Fix periodically stuck in parallel datamanager (#2713)

* Fix sticking in parallel datamanager
nerfstudio-project · Jan 5, 2024 · 98a2126 · 98a2126
1 parent a8e6f8f
commit 98a2126
Show file tree

Hide file tree

Showing 2 changed files with 14 additions and 38 deletions.
diff --git a/nerfstudio/data/datamanagers/parallel_datamanager.py b/nerfstudio/data/datamanagers/parallel_datamanager.py
@@ -22,41 +22,24 @@
 import time
 from dataclasses import dataclass, field
 from pathlib import Path
-from typing import (
-    Dict,
-    Generic,
-    List,
-    Literal,
-    Optional,
-    Tuple,
-    Type,
-    Union,
-)
+from typing import Dict, Generic, List, Literal, Optional, Tuple, Type, Union
 
 import torch
-import torch.multiprocessing as mp
+from pathos.helpers import mp
 from rich.progress import track
 from torch.nn import Parameter
 
 from nerfstudio.cameras.cameras import Cameras, CameraType
 from nerfstudio.cameras.rays import RayBundle
 from nerfstudio.data.datamanagers.base_datamanager import (
     DataManager,
-    VanillaDataManagerConfig,
     TDataset,
+    VanillaDataManagerConfig,
     variable_res_collate,
 )
 from nerfstudio.data.dataparsers.base_dataparser import DataparserOutputs
-from nerfstudio.data.pixel_samplers import (
-    PixelSampler,
-    PixelSamplerConfig,
-    PatchPixelSamplerConfig,
-)
-from nerfstudio.data.utils.dataloaders import (
-    CacheDataloader,
-    FixedIndicesEvalDataloader,
-    RandIndicesEvalDataloader,
-)
+from nerfstudio.data.pixel_samplers import PatchPixelSamplerConfig, PixelSampler, PixelSamplerConfig
+from nerfstudio.data.utils.dataloaders import CacheDataloader, FixedIndicesEvalDataloader, RandIndicesEvalDataloader
 from nerfstudio.model_components.ray_generators import RayGenerator
 from nerfstudio.utils.rich_utils import CONSOLE
 
@@ -76,7 +59,7 @@ class ParallelDataManagerConfig(VanillaDataManagerConfig):
     """Maximum number of threads to use in thread pool executor.
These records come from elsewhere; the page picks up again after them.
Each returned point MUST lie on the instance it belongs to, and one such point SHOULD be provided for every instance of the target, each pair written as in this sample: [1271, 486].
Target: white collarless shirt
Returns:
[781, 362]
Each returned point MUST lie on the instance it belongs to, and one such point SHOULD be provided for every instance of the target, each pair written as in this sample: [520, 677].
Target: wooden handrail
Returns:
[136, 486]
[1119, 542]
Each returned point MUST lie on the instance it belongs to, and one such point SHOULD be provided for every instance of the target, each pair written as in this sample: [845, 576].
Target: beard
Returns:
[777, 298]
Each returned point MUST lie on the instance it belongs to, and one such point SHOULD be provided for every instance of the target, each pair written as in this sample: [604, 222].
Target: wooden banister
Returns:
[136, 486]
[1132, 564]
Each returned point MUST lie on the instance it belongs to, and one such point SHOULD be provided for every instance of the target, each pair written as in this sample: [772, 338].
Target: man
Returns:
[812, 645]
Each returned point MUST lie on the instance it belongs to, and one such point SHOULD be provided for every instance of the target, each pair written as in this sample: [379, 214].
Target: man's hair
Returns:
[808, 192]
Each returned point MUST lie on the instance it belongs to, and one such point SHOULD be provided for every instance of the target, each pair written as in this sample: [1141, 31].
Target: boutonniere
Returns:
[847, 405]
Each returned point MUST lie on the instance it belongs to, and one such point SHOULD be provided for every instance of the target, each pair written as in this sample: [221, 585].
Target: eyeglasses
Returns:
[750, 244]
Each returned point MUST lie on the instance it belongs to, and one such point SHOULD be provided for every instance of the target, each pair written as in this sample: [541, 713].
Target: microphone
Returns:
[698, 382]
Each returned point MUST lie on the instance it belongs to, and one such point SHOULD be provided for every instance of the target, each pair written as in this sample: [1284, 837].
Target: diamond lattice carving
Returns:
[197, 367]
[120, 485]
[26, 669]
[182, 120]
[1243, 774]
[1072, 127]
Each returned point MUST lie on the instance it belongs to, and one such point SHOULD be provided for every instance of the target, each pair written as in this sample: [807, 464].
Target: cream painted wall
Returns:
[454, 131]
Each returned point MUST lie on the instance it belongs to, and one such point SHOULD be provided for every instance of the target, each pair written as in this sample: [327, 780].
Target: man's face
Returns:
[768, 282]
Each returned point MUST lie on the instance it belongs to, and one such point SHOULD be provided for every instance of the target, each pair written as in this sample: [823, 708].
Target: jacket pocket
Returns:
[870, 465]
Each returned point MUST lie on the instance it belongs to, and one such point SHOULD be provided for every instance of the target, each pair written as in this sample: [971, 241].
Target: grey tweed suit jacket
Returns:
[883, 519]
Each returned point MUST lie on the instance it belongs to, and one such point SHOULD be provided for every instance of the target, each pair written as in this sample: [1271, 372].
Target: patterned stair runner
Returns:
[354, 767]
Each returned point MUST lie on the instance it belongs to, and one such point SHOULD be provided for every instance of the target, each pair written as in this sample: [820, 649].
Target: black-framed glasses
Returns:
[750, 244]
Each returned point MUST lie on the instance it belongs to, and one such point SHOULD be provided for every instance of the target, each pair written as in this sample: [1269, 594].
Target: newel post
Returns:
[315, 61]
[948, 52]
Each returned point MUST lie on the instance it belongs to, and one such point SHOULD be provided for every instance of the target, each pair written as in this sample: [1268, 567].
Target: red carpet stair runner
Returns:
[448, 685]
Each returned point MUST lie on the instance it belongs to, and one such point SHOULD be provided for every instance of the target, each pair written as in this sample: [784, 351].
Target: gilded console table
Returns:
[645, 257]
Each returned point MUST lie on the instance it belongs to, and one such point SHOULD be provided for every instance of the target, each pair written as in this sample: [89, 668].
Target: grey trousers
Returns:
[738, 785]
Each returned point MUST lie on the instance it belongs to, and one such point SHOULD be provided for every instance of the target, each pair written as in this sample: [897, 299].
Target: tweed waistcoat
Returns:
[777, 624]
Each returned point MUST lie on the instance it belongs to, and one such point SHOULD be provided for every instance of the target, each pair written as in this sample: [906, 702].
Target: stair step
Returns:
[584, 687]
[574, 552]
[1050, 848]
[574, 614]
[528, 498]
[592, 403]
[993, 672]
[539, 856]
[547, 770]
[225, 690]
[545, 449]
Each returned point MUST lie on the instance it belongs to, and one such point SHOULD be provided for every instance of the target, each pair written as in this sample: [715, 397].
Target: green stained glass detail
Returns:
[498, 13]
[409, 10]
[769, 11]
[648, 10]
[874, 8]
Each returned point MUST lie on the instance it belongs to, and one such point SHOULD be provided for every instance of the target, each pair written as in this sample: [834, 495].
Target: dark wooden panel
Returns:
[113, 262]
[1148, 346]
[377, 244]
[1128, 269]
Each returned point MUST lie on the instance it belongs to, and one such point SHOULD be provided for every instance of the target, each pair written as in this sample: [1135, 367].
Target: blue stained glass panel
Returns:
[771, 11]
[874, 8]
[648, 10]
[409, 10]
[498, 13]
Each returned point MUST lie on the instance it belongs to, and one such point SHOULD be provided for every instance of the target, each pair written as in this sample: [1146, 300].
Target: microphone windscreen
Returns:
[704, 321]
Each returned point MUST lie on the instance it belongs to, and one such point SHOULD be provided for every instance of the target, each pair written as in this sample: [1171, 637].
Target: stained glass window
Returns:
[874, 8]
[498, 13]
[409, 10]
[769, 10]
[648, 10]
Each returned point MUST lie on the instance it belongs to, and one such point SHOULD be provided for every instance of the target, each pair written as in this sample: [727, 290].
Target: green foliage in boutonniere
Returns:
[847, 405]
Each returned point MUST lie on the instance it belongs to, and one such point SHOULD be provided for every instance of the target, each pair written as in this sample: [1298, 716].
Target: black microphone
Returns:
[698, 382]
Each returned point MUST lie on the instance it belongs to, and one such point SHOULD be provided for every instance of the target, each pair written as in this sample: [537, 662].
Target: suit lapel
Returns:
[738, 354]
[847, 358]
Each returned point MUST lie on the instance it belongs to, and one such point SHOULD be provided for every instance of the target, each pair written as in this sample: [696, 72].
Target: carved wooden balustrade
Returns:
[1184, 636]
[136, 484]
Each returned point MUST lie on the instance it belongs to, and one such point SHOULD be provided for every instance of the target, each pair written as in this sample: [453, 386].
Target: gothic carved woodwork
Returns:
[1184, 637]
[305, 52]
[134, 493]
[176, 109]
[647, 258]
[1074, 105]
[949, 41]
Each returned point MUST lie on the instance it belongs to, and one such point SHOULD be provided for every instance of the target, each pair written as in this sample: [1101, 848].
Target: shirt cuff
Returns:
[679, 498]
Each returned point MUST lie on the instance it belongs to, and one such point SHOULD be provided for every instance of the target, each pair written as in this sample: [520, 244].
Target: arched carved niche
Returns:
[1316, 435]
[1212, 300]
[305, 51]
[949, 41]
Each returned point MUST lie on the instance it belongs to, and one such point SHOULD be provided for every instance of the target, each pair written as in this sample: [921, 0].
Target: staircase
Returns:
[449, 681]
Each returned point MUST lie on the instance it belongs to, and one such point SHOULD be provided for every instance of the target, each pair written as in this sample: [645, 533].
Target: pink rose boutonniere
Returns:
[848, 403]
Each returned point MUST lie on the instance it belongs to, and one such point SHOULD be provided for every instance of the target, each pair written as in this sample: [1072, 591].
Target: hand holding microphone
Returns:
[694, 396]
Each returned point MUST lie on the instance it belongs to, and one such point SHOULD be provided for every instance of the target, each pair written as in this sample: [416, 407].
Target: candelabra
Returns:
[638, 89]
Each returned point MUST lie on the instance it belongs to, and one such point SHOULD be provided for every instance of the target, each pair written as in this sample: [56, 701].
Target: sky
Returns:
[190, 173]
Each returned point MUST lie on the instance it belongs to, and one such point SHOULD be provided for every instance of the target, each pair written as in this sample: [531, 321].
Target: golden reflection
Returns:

If None, use ThreadPool default."""
 
 
-class DataProcessor(mp.Process):
+class DataProcessor(mp.Process):  # type: ignore
     """Parallel dataset batch processor.
 
     This class is responsible for generating ray bundles from an input dataset
@@ -92,7 +75,7 @@ class DataProcessor(mp.Process):
 
     def __init__(
         self,
-        out_queue: mp.Queue,
+        out_queue: mp.Queue,  # type: ignore
         config: ParallelDataManagerConfig,
         dataparser_outputs: DataparserOutputs,
         dataset: TDataset,
@@ -120,7 +103,7 @@ def run(self):
                 ray_bundle = ray_bundle.pin_memory()
             while True:
                 try:
-                    self.out_queue.put_nowait((ray_bundle, batch))
+                    self.out_queue.put((ray_bundle, batch))
                     break
                 except queue.Full:
                     time.sleep(0.0001)
@@ -188,8 +171,8 @@ def __init__(
         self.exclude_batch_keys_from_device = self.train_dataset.exclude_batch_keys_from_device
         # Spawn is critical for not freezing the program (PyTorch compatability issue)
         # check if spawn is already set
-        if mp.get_start_method(allow_none=True) is None:
-            mp.set_start_method("spawn")
+        if mp.get_start_method(allow_none=True) is None:  # type: ignore
+            mp.set_start_method("spawn")  # type: ignore
         super().__init__()
 
     def create_train_dataset(self) -> TDataset:
@@ -223,7 +206,7 @@ def setup_train(self):
         """Sets up parallel python data processes for training."""
         assert self.train_dataset is not None
         self.train_pixel_sampler = self._get_pixel_sampler(self.train_dataset, self.config.train_num_rays_per_batch)  # type: ignore
-        self.data_queue = mp.Manager().Queue(maxsize=self.config.queue_size)
+        self.data_queue = mp.Queue(maxsize=self.config.queue_size)  # type: ignore
         self.data_procs = [
             DataProcessor(
                 out_queue=self.data_queue,  # type: ignore
@@ -238,10 +221,6 @@ def setup_train(self):
             proc.start()
         print("Started threads")
 
-        # Prime the executor with the first batch
-        self.train_executor = concurrent.futures.ThreadPoolExecutor(max_workers=self.config.max_thread_workers)
-        self.train_batch_fut = self.train_executor.submit(self.data_queue.get)
-
     def setup_eval(self):
         """Sets up the data loader for evaluation."""
         assert self.eval_dataset is not None
@@ -274,11 +253,7 @@ def setup_eval(self):
     def next_train(self, step: int) -> Tuple[RayBundle, Dict]:
         """Returns the next batch of data from the parallel training processes."""
         self.train_count += 1
-
-        # Fetch the next batch in an executor to parallelize the queue get() operation
-        # with the train step
-        bundle, batch = self.train_batch_fut.result()
-        self.train_batch_fut = self.train_executor.submit(self.data_queue.get)
+        bundle, batch = self.data_queue.get()
         ray_bundle = bundle.to(self.device)
         return ray_bundle, batch
 

diff --git a/pyproject.toml b/pyproject.toml
@@ -63,7 +63,8 @@ dependencies = [
     "trimesh>=3.20.2",
     "timm==0.6.7",
     "gsplat==0.1.0",
-    "pytorch-msssim"
+    "pytorch-msssim",
+    "pathos"
 ]
 
 [project.urls]